People often accuse Intelligent Design (ID) theorists of committing this fallacy, but that's a mistake as philosopher Stephen Meyer explains in an article at PJ Media.
Meyer explained that "god of the gaps" arguments fail to convince because they are arguments from ignorance. Such arguments "occur when evidence against a proposition is offered as the sole grounds for accepting an alternative position."

For instance: Evolution cannot explain this part of life, ergo there must be a designer.

Intelligent design does not work like this, the author argued. "Proponents of intelligent design infer design because we know that intelligent agents can and do produce specified information-rich systems," Meyer wrote. "Indeed, we have positive, experience-based knowledge of an alternative cause sufficient to have produced the effect in question — and that cause is intelligence or mind."
In other words, ID does not commit the god of the gaps fallacy because ID is not based on what we don't know about information but rather upon what we do know. There's good reason for supposing that information-rich systems can be generated de novo by intelligent agents and cannot be produced by random processes and forces.
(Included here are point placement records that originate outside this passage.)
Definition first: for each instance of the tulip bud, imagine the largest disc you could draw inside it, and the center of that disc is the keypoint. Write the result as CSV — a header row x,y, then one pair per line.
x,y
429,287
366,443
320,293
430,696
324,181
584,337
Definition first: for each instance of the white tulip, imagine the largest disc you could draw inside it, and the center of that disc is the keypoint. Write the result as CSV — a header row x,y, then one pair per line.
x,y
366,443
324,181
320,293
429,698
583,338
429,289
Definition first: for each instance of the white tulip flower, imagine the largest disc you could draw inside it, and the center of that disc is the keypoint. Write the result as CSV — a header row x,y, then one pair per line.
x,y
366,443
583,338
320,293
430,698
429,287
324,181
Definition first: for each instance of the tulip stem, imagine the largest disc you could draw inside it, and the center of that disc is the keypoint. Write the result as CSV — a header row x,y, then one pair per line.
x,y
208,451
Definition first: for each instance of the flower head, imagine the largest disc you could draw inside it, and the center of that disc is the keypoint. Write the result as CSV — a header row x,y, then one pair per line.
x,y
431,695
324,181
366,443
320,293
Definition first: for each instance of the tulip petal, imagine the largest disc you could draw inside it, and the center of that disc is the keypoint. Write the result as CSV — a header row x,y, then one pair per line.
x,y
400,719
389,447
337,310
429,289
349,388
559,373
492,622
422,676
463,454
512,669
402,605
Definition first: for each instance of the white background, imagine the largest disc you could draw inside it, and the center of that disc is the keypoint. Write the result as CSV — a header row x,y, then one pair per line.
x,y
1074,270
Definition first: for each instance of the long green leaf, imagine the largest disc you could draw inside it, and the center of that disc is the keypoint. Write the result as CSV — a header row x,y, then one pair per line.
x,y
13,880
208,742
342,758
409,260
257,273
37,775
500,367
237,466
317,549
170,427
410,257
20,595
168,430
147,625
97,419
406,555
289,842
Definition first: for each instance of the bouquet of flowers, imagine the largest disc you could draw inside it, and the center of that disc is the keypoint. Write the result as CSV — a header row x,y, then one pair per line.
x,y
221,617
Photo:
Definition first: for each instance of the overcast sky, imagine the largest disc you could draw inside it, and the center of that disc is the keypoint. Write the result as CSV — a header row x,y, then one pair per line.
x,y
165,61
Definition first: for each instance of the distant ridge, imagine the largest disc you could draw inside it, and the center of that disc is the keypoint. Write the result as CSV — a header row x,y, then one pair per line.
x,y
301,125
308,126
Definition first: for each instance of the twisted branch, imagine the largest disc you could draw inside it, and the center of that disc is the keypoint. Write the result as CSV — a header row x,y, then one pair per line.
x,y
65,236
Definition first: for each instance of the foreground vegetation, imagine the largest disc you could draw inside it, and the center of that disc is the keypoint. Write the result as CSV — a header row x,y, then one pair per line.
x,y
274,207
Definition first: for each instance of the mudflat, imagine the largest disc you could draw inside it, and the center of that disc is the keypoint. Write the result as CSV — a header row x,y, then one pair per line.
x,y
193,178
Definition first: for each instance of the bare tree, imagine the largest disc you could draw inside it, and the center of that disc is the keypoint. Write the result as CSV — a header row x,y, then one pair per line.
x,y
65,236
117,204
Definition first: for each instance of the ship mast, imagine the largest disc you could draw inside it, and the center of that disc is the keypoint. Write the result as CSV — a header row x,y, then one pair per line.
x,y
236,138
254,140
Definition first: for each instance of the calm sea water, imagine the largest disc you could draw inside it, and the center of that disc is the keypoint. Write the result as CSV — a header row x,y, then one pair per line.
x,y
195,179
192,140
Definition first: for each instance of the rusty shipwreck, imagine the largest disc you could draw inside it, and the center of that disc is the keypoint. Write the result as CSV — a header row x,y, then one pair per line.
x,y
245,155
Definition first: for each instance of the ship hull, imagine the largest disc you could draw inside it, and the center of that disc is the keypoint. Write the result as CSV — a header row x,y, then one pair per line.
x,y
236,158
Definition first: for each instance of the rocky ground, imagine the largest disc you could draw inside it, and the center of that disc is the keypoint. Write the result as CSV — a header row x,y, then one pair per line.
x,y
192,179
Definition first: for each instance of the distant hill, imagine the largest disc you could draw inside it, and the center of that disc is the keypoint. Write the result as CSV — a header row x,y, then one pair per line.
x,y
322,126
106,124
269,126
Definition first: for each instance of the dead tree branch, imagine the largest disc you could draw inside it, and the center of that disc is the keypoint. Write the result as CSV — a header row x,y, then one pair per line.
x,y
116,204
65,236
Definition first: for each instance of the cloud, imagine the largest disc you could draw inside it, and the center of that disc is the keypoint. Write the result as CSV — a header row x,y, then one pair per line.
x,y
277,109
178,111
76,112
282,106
Put differently, we have no experience of blind, undirected processes producing complex information like computer programs or libraries full of books, so we're at a loss as to how to explain how such processes could have produced the even more complex information that runs a living cell.

We do, however, have daily experience of such information systems being produced by intelligent agents, therefore it's not fallacious to hypothesize that the very complex information contained on DNA sequences and the information which choreographs the functions that occur within the cell are themselves a result of intelligent agency.

Thus, so far from commiting the god of the gaps fallacy positing intelligent agency is an example of a perfectly ordinary process in science called inference to the best explanation.